To explore the characteristics of Japanese patients with metastatic prostate cancer in whom the addition of ARSI was effective, OS was compared in the subgroups based on metastatic volume and Gleason grade between the ARSI and ADT groups after propensity score matching. No significant differences were observed between the high- and low-volume subgroups or between the high and low Gleason grade subgroups. However, the Kaplan–Meier survival curves indicated that the survival rate tended to be better at the short-term follow-up after treatment initiation. Therefore, we compared the 1- and 2-year survival rates. The 1-year survival rate was 6% higher in the high-volume group than in the low-volume group (11.1% vs. 5.1%) and 10% higher in the high Gleason grade group than in the low Gleason grade group (12.2 vs. 2.2%). These results indicate that the addition of ARSI may suppress the short-term risk of death in high-risk subgroups of Japanese patients with metastatic prostate cancer, although the difference was not significant in log-rank test.
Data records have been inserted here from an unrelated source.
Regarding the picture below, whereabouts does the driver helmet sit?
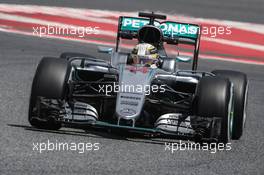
[131,43,159,66]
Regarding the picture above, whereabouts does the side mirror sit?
[176,56,192,63]
[97,46,113,54]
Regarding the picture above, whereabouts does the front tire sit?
[196,76,233,144]
[28,57,70,130]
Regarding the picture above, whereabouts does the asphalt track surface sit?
[0,1,264,174]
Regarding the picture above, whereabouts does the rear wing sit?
[116,16,200,70]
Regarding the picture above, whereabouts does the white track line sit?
[0,4,264,34]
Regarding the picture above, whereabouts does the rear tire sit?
[28,57,70,130]
[212,70,248,140]
[196,76,232,144]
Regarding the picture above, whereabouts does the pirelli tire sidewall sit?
[212,70,248,140]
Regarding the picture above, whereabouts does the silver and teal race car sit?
[29,13,248,143]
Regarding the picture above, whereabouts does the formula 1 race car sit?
[29,12,248,143]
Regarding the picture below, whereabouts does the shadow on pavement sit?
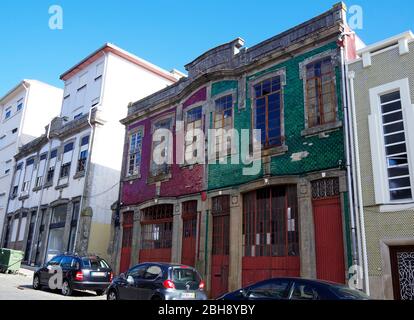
[17,285,100,298]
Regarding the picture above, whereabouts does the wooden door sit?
[210,196,230,298]
[119,212,134,273]
[181,201,197,267]
[312,179,345,283]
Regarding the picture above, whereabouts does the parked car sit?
[217,278,370,300]
[33,254,113,296]
[107,263,207,300]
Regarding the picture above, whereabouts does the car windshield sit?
[82,258,109,270]
[334,287,369,300]
[172,268,201,283]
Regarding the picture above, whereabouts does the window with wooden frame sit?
[243,185,299,257]
[213,94,233,158]
[185,106,203,159]
[141,204,173,250]
[76,135,89,173]
[305,56,337,128]
[253,75,284,148]
[127,128,143,176]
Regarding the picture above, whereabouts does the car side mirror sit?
[239,289,249,298]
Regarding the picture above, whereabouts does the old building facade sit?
[2,44,177,265]
[111,4,356,297]
[0,79,63,239]
[348,32,414,300]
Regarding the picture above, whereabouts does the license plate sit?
[181,292,195,299]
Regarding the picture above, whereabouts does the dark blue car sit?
[217,278,370,301]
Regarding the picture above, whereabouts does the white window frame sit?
[126,126,144,177]
[368,78,414,205]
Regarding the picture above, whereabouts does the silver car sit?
[107,262,207,300]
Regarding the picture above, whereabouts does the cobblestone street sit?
[0,269,106,300]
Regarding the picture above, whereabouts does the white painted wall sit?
[0,80,62,230]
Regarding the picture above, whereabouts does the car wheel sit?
[95,290,105,296]
[106,290,118,301]
[62,280,72,297]
[33,275,42,290]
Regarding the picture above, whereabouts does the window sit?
[4,107,11,120]
[254,76,283,148]
[76,136,89,172]
[185,106,203,160]
[291,283,320,300]
[22,158,35,192]
[128,129,143,176]
[151,118,173,177]
[4,160,12,174]
[306,57,337,128]
[213,95,233,158]
[73,112,83,120]
[59,163,70,179]
[141,204,173,250]
[35,153,47,188]
[247,280,290,299]
[380,91,413,201]
[59,142,74,179]
[368,78,414,205]
[68,202,80,252]
[243,185,299,257]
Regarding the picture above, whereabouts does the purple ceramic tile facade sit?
[121,87,207,206]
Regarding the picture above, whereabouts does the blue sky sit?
[0,0,414,96]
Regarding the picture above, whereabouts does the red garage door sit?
[312,178,345,283]
[242,186,300,286]
[181,200,197,267]
[139,204,173,262]
[119,212,134,273]
[211,196,230,298]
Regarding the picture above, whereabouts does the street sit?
[0,269,106,300]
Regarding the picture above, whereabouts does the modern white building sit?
[2,44,179,264]
[0,80,63,238]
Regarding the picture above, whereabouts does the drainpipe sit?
[72,52,108,253]
[1,80,30,248]
[341,43,359,265]
[348,72,370,295]
[29,121,52,265]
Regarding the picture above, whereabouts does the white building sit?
[2,44,178,264]
[0,80,63,238]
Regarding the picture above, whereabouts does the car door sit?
[40,256,62,287]
[246,279,291,300]
[60,256,73,280]
[289,280,325,300]
[137,264,162,300]
[118,264,148,300]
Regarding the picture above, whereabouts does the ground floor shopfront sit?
[2,197,106,266]
[112,170,350,297]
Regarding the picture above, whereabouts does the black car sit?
[107,263,207,300]
[33,254,113,296]
[217,278,370,300]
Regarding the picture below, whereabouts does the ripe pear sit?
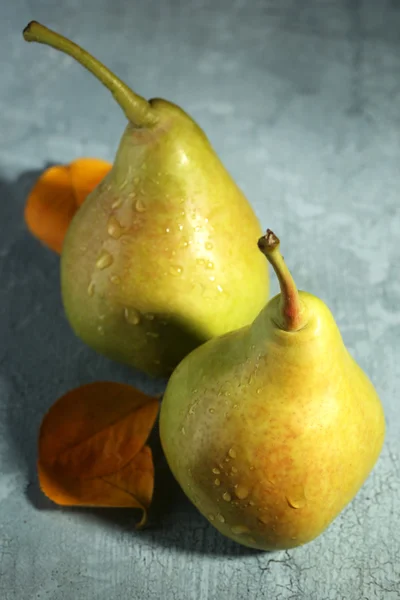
[160,230,385,550]
[24,22,268,376]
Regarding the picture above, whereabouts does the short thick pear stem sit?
[23,21,158,127]
[258,229,307,331]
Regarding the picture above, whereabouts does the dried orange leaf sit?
[69,158,112,207]
[24,158,112,254]
[24,166,76,253]
[38,382,159,524]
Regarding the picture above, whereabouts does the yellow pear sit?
[24,22,268,376]
[160,230,385,550]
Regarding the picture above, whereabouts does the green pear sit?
[24,22,268,376]
[160,230,385,550]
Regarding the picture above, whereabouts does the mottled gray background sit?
[0,0,400,600]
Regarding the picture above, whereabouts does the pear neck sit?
[23,21,158,127]
[258,229,308,332]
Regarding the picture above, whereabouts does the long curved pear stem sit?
[23,21,158,127]
[258,229,307,331]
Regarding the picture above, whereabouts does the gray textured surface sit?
[0,0,400,600]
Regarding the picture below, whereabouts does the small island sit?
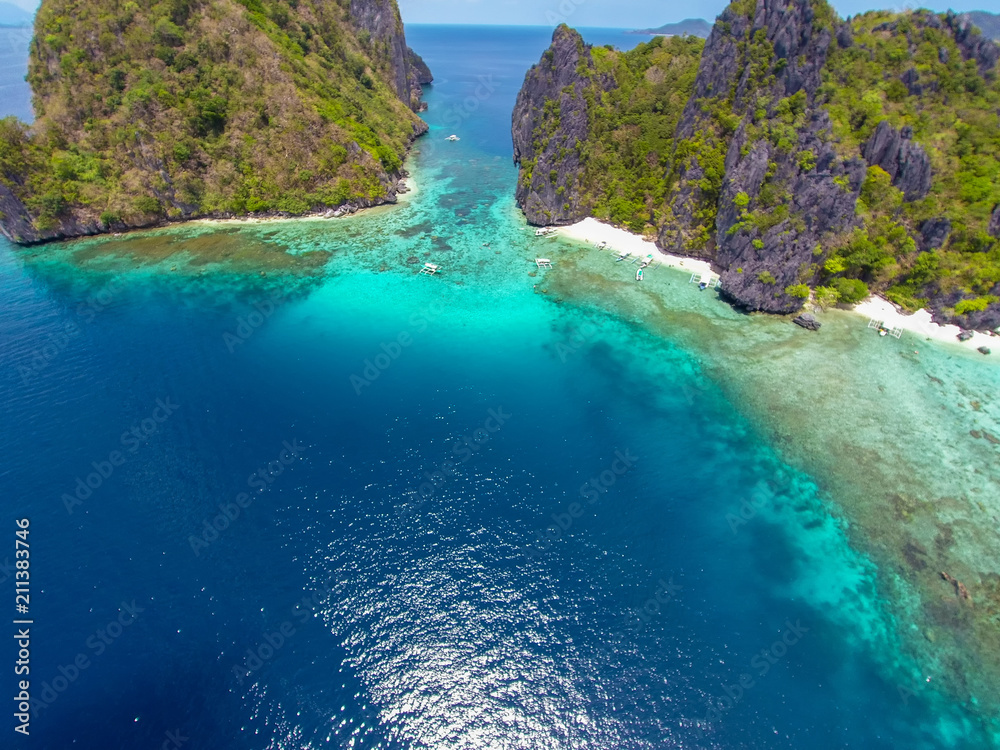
[0,0,432,244]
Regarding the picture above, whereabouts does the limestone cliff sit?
[0,0,431,243]
[513,0,1000,328]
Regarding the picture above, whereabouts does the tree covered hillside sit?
[514,0,1000,328]
[0,0,427,241]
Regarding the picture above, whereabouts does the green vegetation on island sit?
[515,0,1000,328]
[0,0,426,241]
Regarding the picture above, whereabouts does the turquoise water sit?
[0,27,1000,750]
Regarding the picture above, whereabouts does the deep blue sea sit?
[0,26,991,750]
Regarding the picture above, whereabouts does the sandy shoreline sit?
[558,218,712,280]
[558,218,1000,354]
[851,296,1000,354]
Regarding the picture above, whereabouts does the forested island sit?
[513,0,1000,329]
[0,0,431,243]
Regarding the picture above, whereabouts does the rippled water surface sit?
[0,26,1000,750]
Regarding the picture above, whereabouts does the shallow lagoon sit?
[0,27,1000,748]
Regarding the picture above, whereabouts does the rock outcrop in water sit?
[513,0,1000,327]
[0,0,432,243]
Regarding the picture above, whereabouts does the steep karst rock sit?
[0,0,431,243]
[512,26,614,225]
[514,0,1000,327]
[864,120,931,201]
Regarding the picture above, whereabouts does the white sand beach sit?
[558,218,1000,355]
[853,296,1000,355]
[558,218,712,273]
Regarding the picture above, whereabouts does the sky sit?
[8,0,1000,29]
[399,0,1000,29]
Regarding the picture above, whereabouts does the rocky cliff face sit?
[351,0,434,111]
[512,26,614,225]
[862,120,931,201]
[513,0,1000,327]
[0,0,431,243]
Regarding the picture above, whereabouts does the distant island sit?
[0,3,35,28]
[628,18,712,39]
[962,10,1000,41]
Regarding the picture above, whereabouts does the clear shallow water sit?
[0,27,996,750]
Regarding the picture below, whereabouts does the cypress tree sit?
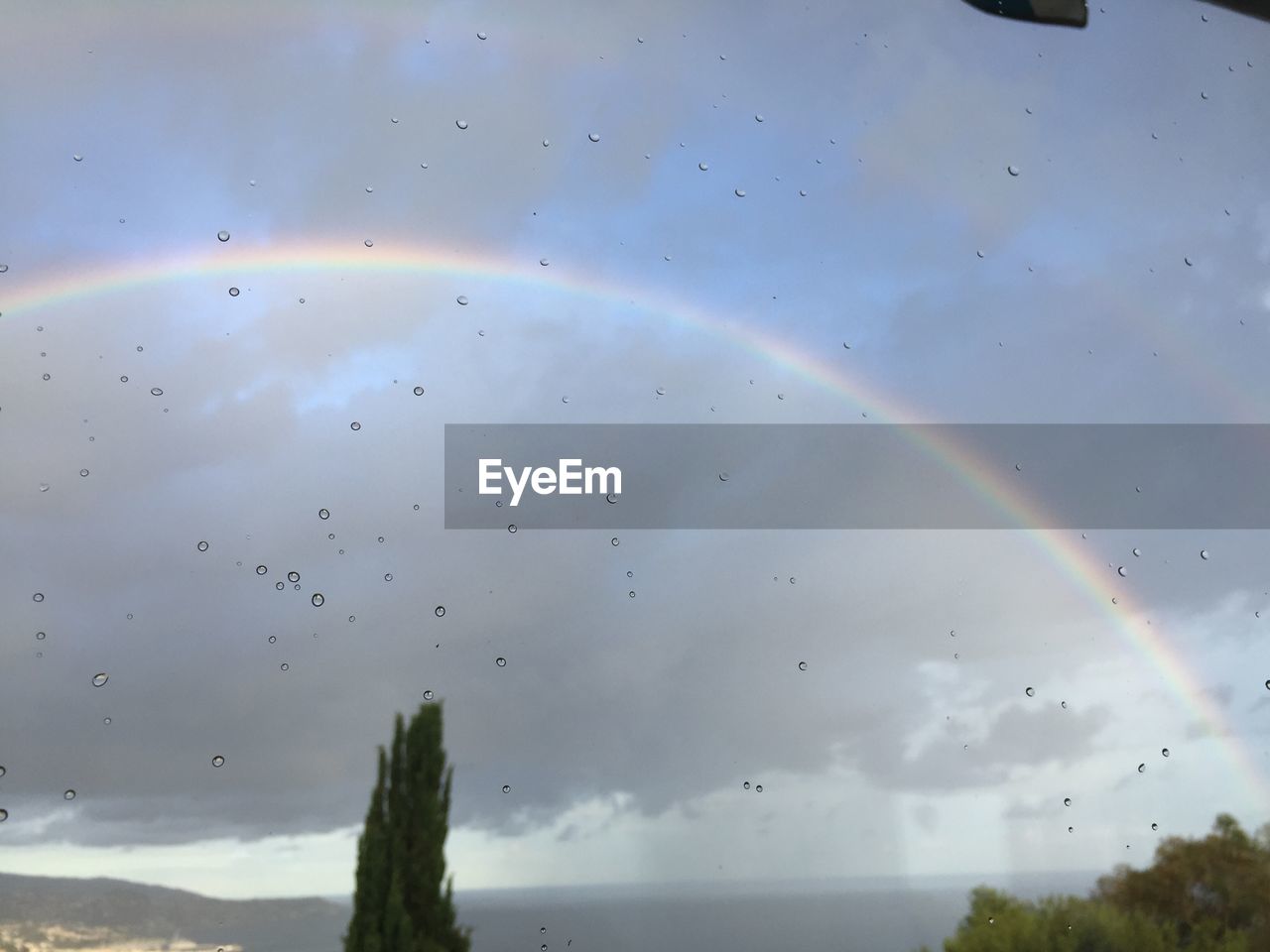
[344,704,471,952]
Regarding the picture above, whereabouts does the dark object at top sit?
[965,0,1089,27]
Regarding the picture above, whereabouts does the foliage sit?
[929,813,1270,952]
[344,704,471,952]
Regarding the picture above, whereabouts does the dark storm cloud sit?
[0,3,1266,858]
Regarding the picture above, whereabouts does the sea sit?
[270,874,1096,952]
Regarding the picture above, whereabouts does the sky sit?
[0,0,1270,897]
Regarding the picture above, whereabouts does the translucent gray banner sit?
[445,424,1270,531]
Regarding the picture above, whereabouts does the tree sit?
[344,704,471,952]
[929,813,1270,952]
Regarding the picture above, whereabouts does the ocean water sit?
[286,876,1093,952]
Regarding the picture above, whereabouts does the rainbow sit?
[0,236,1270,802]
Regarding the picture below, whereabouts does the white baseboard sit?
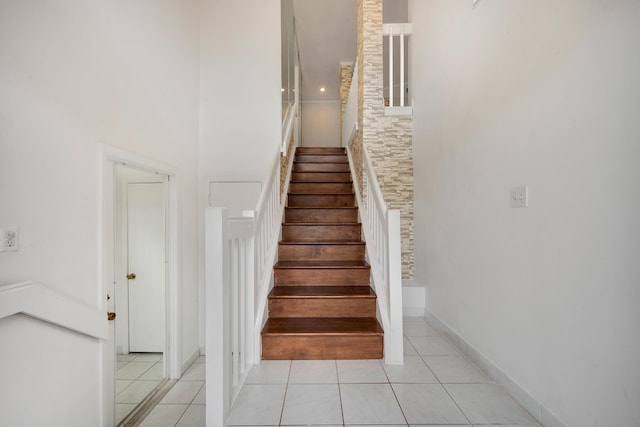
[424,308,567,427]
[402,279,426,317]
[180,348,201,376]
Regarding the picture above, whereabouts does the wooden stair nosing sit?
[269,285,376,299]
[262,317,383,335]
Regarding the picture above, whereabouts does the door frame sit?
[97,143,182,427]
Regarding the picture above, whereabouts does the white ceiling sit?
[293,0,407,101]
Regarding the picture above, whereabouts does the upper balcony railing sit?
[382,24,413,115]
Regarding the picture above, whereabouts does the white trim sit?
[424,308,567,427]
[0,282,109,340]
[382,22,413,36]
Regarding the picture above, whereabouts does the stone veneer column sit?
[352,0,414,279]
[340,64,353,147]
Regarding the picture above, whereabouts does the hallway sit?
[140,318,539,427]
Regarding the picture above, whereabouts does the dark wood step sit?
[291,172,351,182]
[293,160,350,172]
[294,153,349,164]
[273,261,371,287]
[296,147,346,154]
[282,223,362,242]
[287,193,356,208]
[289,181,353,194]
[269,286,376,318]
[278,241,365,261]
[284,207,358,223]
[262,317,383,360]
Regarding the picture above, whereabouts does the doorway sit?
[114,164,168,425]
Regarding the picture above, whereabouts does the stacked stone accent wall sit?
[340,64,353,147]
[352,0,414,279]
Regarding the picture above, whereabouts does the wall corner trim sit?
[0,282,109,340]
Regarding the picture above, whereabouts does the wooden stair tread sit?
[285,206,358,211]
[262,317,383,335]
[287,191,356,196]
[270,286,376,298]
[279,239,365,246]
[296,147,345,154]
[274,260,371,269]
[293,160,349,165]
[282,221,362,227]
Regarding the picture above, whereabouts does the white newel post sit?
[385,209,404,364]
[205,208,231,427]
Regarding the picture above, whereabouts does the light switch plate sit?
[511,185,529,208]
[0,227,20,252]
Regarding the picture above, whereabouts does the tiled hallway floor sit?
[141,318,539,427]
[116,353,163,424]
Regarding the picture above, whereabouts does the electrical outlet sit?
[0,227,20,252]
[511,185,529,208]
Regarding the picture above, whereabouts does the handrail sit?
[0,282,109,340]
[347,145,404,364]
[342,61,358,147]
[205,145,293,425]
[280,103,298,153]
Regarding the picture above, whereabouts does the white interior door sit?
[127,183,166,353]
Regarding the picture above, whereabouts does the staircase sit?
[262,147,383,360]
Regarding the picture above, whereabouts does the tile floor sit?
[116,353,163,424]
[136,318,540,427]
[138,356,205,427]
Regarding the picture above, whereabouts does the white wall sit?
[409,0,640,427]
[300,101,341,147]
[199,0,282,349]
[0,0,199,426]
[200,0,282,181]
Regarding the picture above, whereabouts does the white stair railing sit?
[341,61,358,147]
[347,146,404,364]
[205,149,293,427]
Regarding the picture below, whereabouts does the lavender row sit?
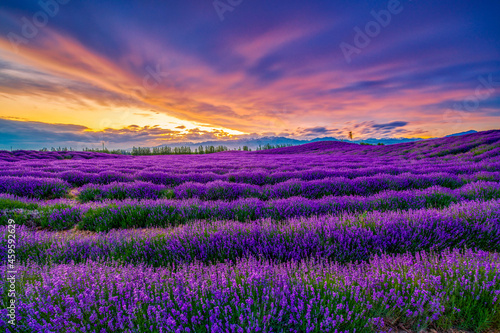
[77,182,174,202]
[0,250,500,333]
[0,200,500,267]
[0,177,70,199]
[74,173,476,202]
[0,157,500,186]
[76,182,500,231]
[173,173,492,200]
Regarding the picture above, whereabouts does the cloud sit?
[372,121,408,130]
[0,0,500,140]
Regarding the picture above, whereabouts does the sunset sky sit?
[0,0,500,149]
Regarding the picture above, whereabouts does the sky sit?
[0,0,500,149]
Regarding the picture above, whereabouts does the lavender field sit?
[0,131,500,333]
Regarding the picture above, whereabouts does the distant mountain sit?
[445,130,477,138]
[127,130,477,150]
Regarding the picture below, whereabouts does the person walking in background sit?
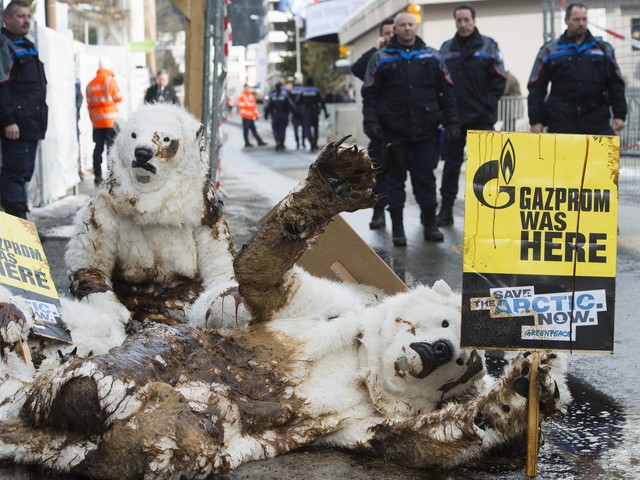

This study has several limitations. Because of the retrospective multi-institutional nature of the study, treatment selection, including ADT or ADT plus ARSI and the type of ARSI (abiraterone, apalutamide, or enzalutamide), for each patient differed among institutes and was based on the physician’s preferences. Due to the observational nature of this study, biases originating from unmeasured covariates could not be completely eliminated. In comparing the differences between the treatment groups, especially in the subgroup analyses, the sample size was insufficient to draw definitive conclusions. Moreover, the follow-up duration is not enough to compare the OS in this study. To see the efficacy of ARSI to prolong the prognosis of metastatic prostate cancer patients, further study is needed with longer follow-up duration. However, this is the first study to show the efficacy of adding ARSI to the treatment regimen in subgroups of Japanese patients with metastatic prostate cancer based on metastatic volume and Gleason grade. The results may help in deciding between starting with ADT and adding ARSI at the time of PSA increase or starting with ADT plus ARSI as the first-line therapy for metastatic prostate cancer in Japan.